There’s two things being conflated here:
Will AI become good conversation partners?
Will the average manifolds then call that “AGI” in a poll?
Will it be contextualized by Dario's specific claim? Or just the question "Does AGI as smart as a "generally educated human" currently exist?" by itself?
Dario said: "In terms of someone looks at the model and even if you talk to it for an hour or so, it's basically like a generally well educated human, that could be not very far away at all. I think that could happen in two or three years."
I predict that AI made at the end of 2025 would be called AGI by us today, but that at the end of 2025 we'll say that it's not true AGI.
Seconding Lorxus here. This all comes down to how you define AGI -- were I in charge I'd already have resolved "yes".

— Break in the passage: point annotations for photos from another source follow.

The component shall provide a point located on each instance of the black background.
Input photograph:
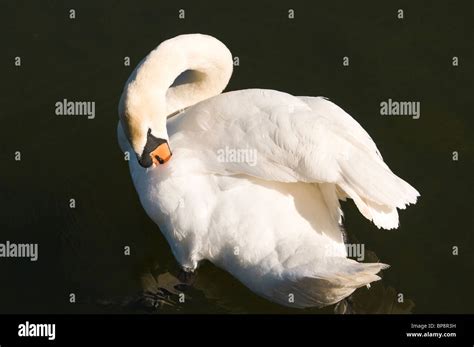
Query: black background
(81, 250)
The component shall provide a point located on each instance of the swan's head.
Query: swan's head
(179, 73)
(144, 128)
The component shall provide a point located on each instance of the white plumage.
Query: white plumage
(274, 224)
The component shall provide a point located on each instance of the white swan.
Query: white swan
(273, 223)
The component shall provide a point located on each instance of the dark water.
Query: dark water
(81, 249)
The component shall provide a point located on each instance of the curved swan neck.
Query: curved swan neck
(180, 72)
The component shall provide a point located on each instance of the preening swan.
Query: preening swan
(272, 222)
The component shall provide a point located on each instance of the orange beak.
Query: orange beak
(161, 154)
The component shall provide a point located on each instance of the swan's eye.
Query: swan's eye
(156, 151)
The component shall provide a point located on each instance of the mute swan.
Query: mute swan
(273, 223)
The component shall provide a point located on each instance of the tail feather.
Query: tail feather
(376, 190)
(323, 289)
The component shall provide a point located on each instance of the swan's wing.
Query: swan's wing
(351, 129)
(278, 137)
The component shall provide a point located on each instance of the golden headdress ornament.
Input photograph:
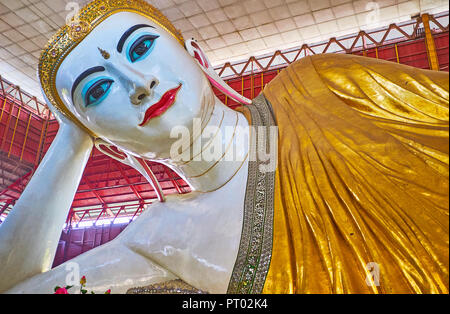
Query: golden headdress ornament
(69, 36)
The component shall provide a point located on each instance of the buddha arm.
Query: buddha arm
(111, 266)
(29, 236)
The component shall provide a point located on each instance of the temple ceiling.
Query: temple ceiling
(228, 30)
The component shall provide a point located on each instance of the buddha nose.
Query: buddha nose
(143, 91)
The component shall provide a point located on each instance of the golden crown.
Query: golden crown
(70, 35)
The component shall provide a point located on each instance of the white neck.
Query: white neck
(219, 148)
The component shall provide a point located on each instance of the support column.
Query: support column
(431, 47)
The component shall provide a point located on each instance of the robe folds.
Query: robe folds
(361, 197)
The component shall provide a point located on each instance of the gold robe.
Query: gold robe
(362, 178)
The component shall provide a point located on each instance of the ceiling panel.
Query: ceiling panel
(229, 30)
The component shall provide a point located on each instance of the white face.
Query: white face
(147, 68)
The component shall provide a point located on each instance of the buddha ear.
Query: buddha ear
(137, 163)
(197, 53)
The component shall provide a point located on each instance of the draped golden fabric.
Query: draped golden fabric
(362, 177)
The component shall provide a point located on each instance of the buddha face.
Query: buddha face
(131, 83)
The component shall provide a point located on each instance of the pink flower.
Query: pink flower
(61, 291)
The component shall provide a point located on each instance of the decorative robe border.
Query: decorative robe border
(255, 250)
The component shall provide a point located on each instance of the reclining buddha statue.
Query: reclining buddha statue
(333, 180)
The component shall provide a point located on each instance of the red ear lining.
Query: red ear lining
(197, 56)
(113, 151)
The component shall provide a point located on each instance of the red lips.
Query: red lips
(161, 106)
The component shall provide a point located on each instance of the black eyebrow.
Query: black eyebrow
(127, 34)
(83, 75)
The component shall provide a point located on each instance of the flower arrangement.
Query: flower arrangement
(65, 290)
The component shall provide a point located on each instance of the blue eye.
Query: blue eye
(96, 92)
(141, 48)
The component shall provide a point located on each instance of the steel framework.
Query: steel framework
(113, 192)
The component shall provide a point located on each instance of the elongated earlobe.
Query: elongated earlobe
(137, 163)
(197, 53)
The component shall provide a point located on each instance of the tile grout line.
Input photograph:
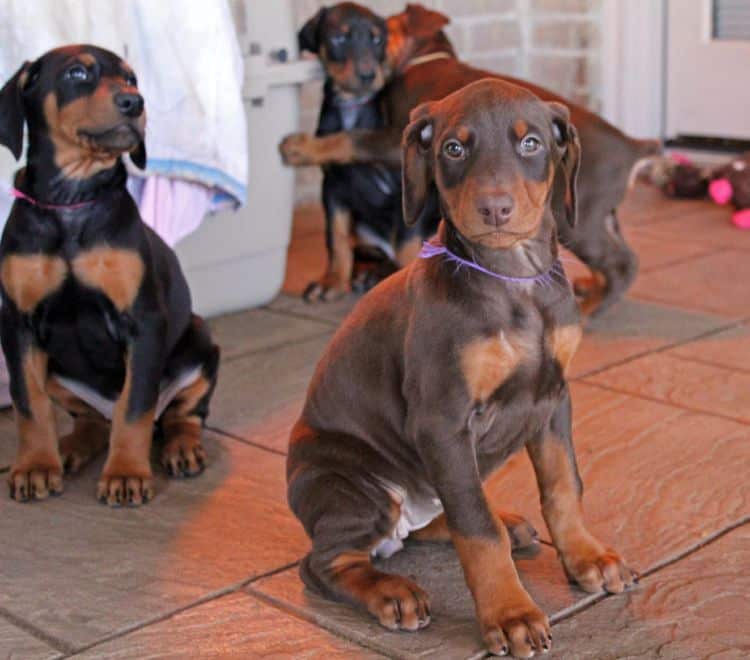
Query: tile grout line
(731, 325)
(681, 260)
(708, 363)
(671, 404)
(56, 643)
(244, 441)
(274, 347)
(339, 631)
(305, 317)
(206, 598)
(591, 600)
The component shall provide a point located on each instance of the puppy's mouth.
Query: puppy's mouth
(119, 138)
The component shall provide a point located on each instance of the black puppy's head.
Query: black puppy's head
(82, 106)
(496, 156)
(351, 43)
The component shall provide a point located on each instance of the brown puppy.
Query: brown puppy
(426, 69)
(447, 368)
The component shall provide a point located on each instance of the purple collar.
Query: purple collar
(47, 207)
(435, 248)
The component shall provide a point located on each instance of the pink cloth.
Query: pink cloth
(720, 191)
(173, 208)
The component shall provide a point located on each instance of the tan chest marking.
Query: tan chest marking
(564, 342)
(488, 362)
(28, 279)
(117, 273)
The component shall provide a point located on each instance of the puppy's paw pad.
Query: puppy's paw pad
(324, 292)
(183, 457)
(521, 633)
(125, 491)
(36, 483)
(399, 604)
(604, 571)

The gap in the "generally educated human" can vary a lot country to country, how populous that country is, etc. What do you have in mind for this market? Does a person who graduated high-school quality as a generally educated human?
@firstuserhere Median US citizen IMO, but because this resolves to a poll that will be up to interpretation.
Currently there are many simple text-based tasks that most humans can solve, but top LLMs can't.
For as long as that's true, I believe the result should be NO.
These two markets are about that, and the current probability (24%) seems to somewhat align with these markets: 4% by the end of 2025, 33% by the end of 2026.